You shouldn’t start believing in AI until 3 things happen:
1. the AI companies make cash instead of burning it
2. someone presents a believable plan to generate the electricity these sites suck up
3. you can actually measure a benefit that the average person can identify, like stoplights cycling efficiency or a dramatic reduction in insurance costs due to AI replacing inefficient overhead. instead AI is currently just a meme generator for lazy ad industry dorks who have a low bar for credibility or truth.

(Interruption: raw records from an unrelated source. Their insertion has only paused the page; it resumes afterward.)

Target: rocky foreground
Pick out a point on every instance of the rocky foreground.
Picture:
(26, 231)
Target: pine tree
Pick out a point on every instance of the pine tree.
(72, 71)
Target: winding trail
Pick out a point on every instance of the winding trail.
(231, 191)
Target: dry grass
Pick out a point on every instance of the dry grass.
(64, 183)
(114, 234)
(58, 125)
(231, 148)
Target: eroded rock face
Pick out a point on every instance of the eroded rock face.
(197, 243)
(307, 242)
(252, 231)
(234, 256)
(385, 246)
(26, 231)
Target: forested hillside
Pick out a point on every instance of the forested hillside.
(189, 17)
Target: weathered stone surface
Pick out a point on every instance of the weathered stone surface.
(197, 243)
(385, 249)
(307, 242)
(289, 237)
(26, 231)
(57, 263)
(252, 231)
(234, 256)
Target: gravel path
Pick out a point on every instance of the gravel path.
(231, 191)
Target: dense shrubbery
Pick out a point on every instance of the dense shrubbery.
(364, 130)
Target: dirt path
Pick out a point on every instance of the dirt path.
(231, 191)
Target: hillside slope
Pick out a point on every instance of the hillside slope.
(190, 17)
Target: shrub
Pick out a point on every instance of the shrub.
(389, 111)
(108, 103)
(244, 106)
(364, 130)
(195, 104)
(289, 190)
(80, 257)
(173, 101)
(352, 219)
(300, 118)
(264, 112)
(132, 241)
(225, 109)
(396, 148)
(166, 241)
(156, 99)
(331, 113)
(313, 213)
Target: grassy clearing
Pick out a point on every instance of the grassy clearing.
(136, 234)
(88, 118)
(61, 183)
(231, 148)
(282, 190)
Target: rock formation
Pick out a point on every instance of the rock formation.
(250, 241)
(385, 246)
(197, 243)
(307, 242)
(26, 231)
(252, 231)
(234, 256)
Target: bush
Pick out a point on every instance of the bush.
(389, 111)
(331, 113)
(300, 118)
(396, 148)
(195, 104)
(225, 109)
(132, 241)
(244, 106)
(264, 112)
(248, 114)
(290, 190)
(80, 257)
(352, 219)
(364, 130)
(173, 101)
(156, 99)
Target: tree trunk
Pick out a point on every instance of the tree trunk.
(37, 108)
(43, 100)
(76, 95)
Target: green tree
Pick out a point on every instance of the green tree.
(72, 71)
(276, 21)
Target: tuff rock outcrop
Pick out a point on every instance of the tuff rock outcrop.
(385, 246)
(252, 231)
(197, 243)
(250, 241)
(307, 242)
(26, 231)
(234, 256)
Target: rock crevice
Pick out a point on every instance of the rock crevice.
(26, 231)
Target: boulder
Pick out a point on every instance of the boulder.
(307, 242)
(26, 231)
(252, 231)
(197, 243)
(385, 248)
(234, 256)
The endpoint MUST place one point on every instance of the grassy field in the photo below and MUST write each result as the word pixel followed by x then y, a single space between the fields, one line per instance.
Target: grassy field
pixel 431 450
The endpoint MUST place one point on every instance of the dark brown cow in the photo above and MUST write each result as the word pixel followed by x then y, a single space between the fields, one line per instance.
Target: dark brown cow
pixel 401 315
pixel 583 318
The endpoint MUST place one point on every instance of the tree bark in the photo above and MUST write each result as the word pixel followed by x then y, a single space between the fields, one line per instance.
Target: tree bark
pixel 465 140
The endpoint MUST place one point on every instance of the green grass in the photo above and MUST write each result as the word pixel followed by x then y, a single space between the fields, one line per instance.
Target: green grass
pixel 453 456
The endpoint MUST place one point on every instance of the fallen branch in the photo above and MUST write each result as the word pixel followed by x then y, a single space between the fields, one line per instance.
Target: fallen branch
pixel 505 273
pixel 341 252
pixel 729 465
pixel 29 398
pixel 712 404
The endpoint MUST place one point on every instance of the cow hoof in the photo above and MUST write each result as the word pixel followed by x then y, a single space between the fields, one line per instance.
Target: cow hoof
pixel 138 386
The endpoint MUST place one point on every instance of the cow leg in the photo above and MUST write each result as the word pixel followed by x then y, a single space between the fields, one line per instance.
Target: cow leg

Until then …. what is the point of playing the greater fool game? NVDA is down 13% from its peak and has a lot of room to fall. it will not prop up the economy when main street falters under the increasing pressures of isolationist trade policies and the aforementioned announcements for tech layoffs.
And yes, the macroecon is softening. Home Depot already announced low sales because the middle class is tightening its belt in the current trend of persistent high inflation (nit fixed as promised). Verizon is axing thousands of jobs. Oracle’s bubble is also deflating. AI isn’t actually making these companies more profitable.
Let us know when you’re great again. Wall Street’s been delusional. NVDA isn’t essential to economic wellbeing, it’s just the latest overpriced stock on the market. Watch out when the bulls step off the elevator. The bubble will pop loudly and the bloodbath will be widespread.
You might consider investing in a company that makes real products that consumers need, rather than helping WSJ inflate and already large bubble any further.
True that. Huang claimed in investor call that his chips are “sold out”. Then a few days later, the quarterly filing showed that in reality, unsold inventory actually increased in the last quarter.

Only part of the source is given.